Some Arabs, who lived in Wazir Akbar Khan and Shehr-I-Nau, had either fled or were hiding in the city.

An orgy of loot and pillage overtook some parts of the city, particularly in the currency exchange market of Serai Shehzad, though locals said the incidents were nothing like the mayhem witnessed when the mujahideen took over Kabul in 1992.

The witnesses said the retreating Taliban had also taken with them the eight detained aid workers, six of them female staff members, of the Shelter Now International, to Kandahar.  

The foreign workers, who include two Australian, four Germans and two American citizens, are in Taliban custody on charges of preaching Christianity.

JALALABAD: With the fall of Kabul to the Alliance, all eyes are now set on Jalalabad, the capital of the eastern Nangrahar province. The anti-Taliban commanders have swung into action to capture the vital city that sits on the main highway linking Pakistan with Kabul.

The city was tense with signs of unrest among the people. A local reached by phone in Jalalabad said offices were closed and senior Taliban officials were nowhere to be seen.

Efforts, however, were under way to negotiate a peaceful surrender of Jalalabad. The governor of the eastern Afghan province and head of the eastern zone that also includes the provinces of Kunar and Nuristan, Maulavi Muhammad Kabir, has sent his family to Pakistan, prompting speculations that he too might cross over any time, abandoning the province to the anti-Taliban forces.

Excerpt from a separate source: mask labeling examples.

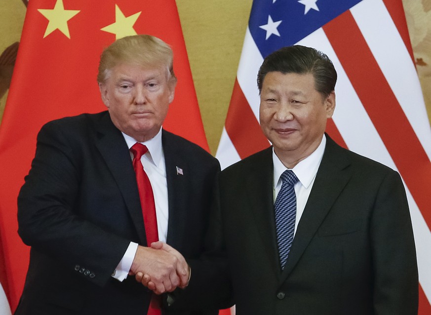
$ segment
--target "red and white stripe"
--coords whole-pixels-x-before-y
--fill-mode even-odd
[[[297,43],[324,52],[337,70],[330,135],[403,178],[417,252],[419,314],[431,314],[431,130],[408,40],[401,1],[364,0]],[[256,78],[263,61],[247,28],[216,154],[223,168],[269,145],[258,122]]]

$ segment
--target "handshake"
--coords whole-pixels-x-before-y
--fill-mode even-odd
[[[189,284],[190,270],[179,252],[161,241],[151,246],[138,246],[130,275],[156,294],[184,289]]]

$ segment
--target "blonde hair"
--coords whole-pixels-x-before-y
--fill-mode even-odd
[[[169,80],[176,80],[173,70],[173,53],[164,41],[151,35],[127,36],[117,39],[100,55],[97,81],[103,83],[109,71],[121,64],[140,67],[166,67]]]

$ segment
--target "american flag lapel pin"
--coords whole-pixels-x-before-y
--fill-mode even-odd
[[[178,166],[175,166],[177,168],[177,175],[184,175],[183,174],[183,169],[180,168]]]

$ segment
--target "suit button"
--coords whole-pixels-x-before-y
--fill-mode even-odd
[[[282,300],[284,298],[284,297],[286,296],[286,294],[284,292],[279,292],[277,293],[277,297],[278,298],[279,300]]]

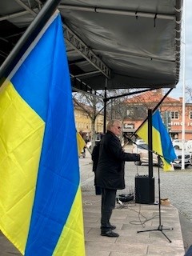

An Alliance source said Taliban commander Malik Hazrat Ali was moving towards Jalalabad from Darr-i-Nur from the north, while former governor of Jalalabad, Haji Qadeer, was reported to be moving from the Sarobi side.

Haji Zaman, another top commander, said he had also sent in his men. His four-man delegation had left Peshawar for Jalalabad in the morning to negotiate a surrender of Jalalabad with Maulavi Kabir, but it returned to Torkham in the evening.

They said they could not find either Kabir, considered to be one of the moderate Taliban, or the deputy governor, Maulavi Sadr-i-Azam.

Zaman, however, told Dawn he was optimistic that Jalalabad would fall without any resistance, but for the Arabs and Pakistani supporters of the Taliban who would probably put up a fight.  

He put the total number of foreign fighters in Nangrahar at 2,000.

MULLA ROCKETI: In a related development, the corps commander of Jalalabad, Mulla Rocketi, has already left Nagrahar for Zabul.

Afghan sources said Rocketi had been neutralized by his former party chief, Prof Abdur Rab Rasul Sayyaf, who is a key member of the Northern Alliance.

These sources said similar efforts were under way in Paktia and Paktika, where former mujahideen commander and the Taliban minister for frontier regions, Maulavi Jalaluddin Haqqani, had influence.

The sources were confident that Kandahar, Uruzgan and Helmand would also fall to the Alliance in the next few days. “The next three to four days are very crucial,” the sources insisted.

ARABS: Informed sources said that over 250 families of Arab fighters had moved to Paktia province, causing alarm that they might move in to the tribal areas in Pakistan.